Campbell: "Ich bin es gewöhnt, andauernd Geschenke zu bekommen."

Zur hörbaren Erheiterung der Zuschauer im Saal erklärte die in einem eng anliegenden rosafarbenen Feinstrickkostüm erschienene Campbell: "Ich bin es gewöhnt, andauernd Geschenke zu bekommen." Sie habe nicht gleich erkannt, dass es sich bei den "sehr kleinen, schmutzigen Dingern" um Diamanten gehandelt habe. "Wenn ich Diamanten sehe, dann glitzern die üblicherweise und befinden sich in einer schönen Schachtel." Farrow und White hätten ihr dann gesagt, dass es sich eindeutig um Rohdiamanten handle. "Eine von den beiden hat dann auch gesagt, die müsse Taylor geschickt haben." Sie selbst habe dies lediglich vermuten können. Campbell wies Angaben zurück, wonach sie bei dem Wohlfahrts-Dinner aus Anlass der Einweihung des südafrikanischen Luxus-Zuges "Blue Train" neben Taylor gesessen und mit ihm über Diamanten gesprochen habe. "Ich saß neben Nelson Mandela und meine Aufmerksamkeit konzentrierte sich ganz auf ihn." Das ruhig und gefasst wirkende Topmodel erklärte dem Gericht auch, warum es lange versucht hatte, die Zeugenaussage zu vermeiden und erst nach einer Vorladung unter Androhung einer Haftstrafe vor dem Tribunal erschien. "Ich habe im Internet nachgeschaut und gesehen, dass Mr. Taylor tausende Menschen getötet haben soll.
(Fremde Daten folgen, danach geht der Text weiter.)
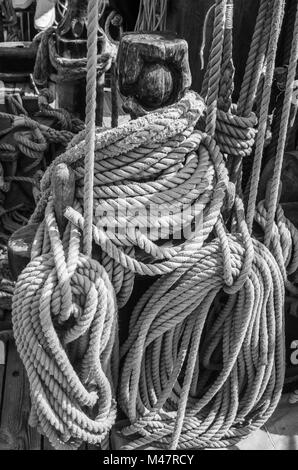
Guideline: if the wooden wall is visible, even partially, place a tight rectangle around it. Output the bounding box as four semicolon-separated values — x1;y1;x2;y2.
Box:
110;0;259;95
Ich will nicht, dass meine Familie in irgendeiner Weise in Gefahr gerät", sagte Campbell, die derzeit mit einem russischen Millionär zusammen ist.

Die Rohdiamanten will Campbell am Morgen nach dem mysteriösen Geschenk an den damaligen Chef des südafrikanischen Kinderhilfswerks Nelson Mandela Fund, Jeremy Radcliffe, weitergegeben haben. "Ich wollte, dass bedürftige Kinder etwas davon haben, ich wollte sie auf keinen Fall behalten", gab Campbell zu Protokoll, die zu Beginn ihrer Befragung auf die Bibel geschworen hatte, "die Wahrheit und nichts als die Wahrheit" zu sagen. Zu ihrem Erstaunen habe der inzwischen pensionierte Radcliffe ihr vor einem Jahr gesagt, er sei immer noch im Besitz der Edelsteine.
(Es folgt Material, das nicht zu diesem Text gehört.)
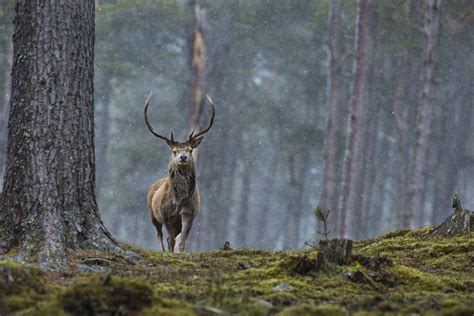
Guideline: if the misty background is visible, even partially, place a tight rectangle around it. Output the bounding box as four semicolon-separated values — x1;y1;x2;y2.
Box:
0;0;474;250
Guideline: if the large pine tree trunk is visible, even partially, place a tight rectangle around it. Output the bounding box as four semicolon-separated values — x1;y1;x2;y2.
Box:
0;0;119;269
320;0;346;235
339;0;377;238
404;0;441;226
0;18;13;189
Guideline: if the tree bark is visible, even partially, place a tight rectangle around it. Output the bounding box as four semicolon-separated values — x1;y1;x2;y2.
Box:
430;29;473;223
0;0;120;270
403;0;441;227
0;36;13;190
339;0;377;238
320;0;346;237
189;1;207;163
Als Taylors Verteidiger Courteney Griffiths im Kreuzverhör an die Reihe kam, zögerte er nicht lange, die Aussage Campbells als in der Sache wertlos darzustellen. "Es hat ihnen also keiner der Männer in jener Nacht gesagt, dass das Geschenk von Taylor kommt?" Das Model bestätigte dies: "Ja". Der Anwalt: "Dann ist dies also pure Spekulation." Taylor ist in insgesamt elf Fällen angeklagt, direkt mitschuldig zu sein an Massenmorden, Vergewaltigungen, sexueller Versklavung, Folter, Plünderungen und der Zwangsrekrutierung von Kindern als Soldaten. "Markenzeichen" des laut Anklage maßgeblich von ihm gesteuerten Krieges in Sierra Leone waren Verstümmelungen. Die "Revolutionary United Front" (RUF) des Taylor-Kumpanen Foday Sankoh hackte Dorfbewohnern Hände, Nasen und Ohren ab.

Ihren Feldzug um die Macht in dem rohstoffreichen Land finanzierte sie mit Diamanten, die in Sklavenarbeit geschürft wurden. In dem Bürgerkrieg starben mehr als 120.000 Menschen, bevor westafrikanische Friedenstruppen das Morden 1999 beendeten. Die Opfer waren vor allem Zivilisten. Dem Angeklagten droht eine lebenslange Haftstrafe, die Staatsanwaltschaft hat allerdings bislang noch kein bestimmtes Strafmaß gefordert.

Am Montag sollen vor dem Sierra-Leone-Tribunal die Schauspielerin Mia Farrow und Campbells Ex-Agentin Carol White zu den geschenkten Diamanten vernommen werden. (dpa)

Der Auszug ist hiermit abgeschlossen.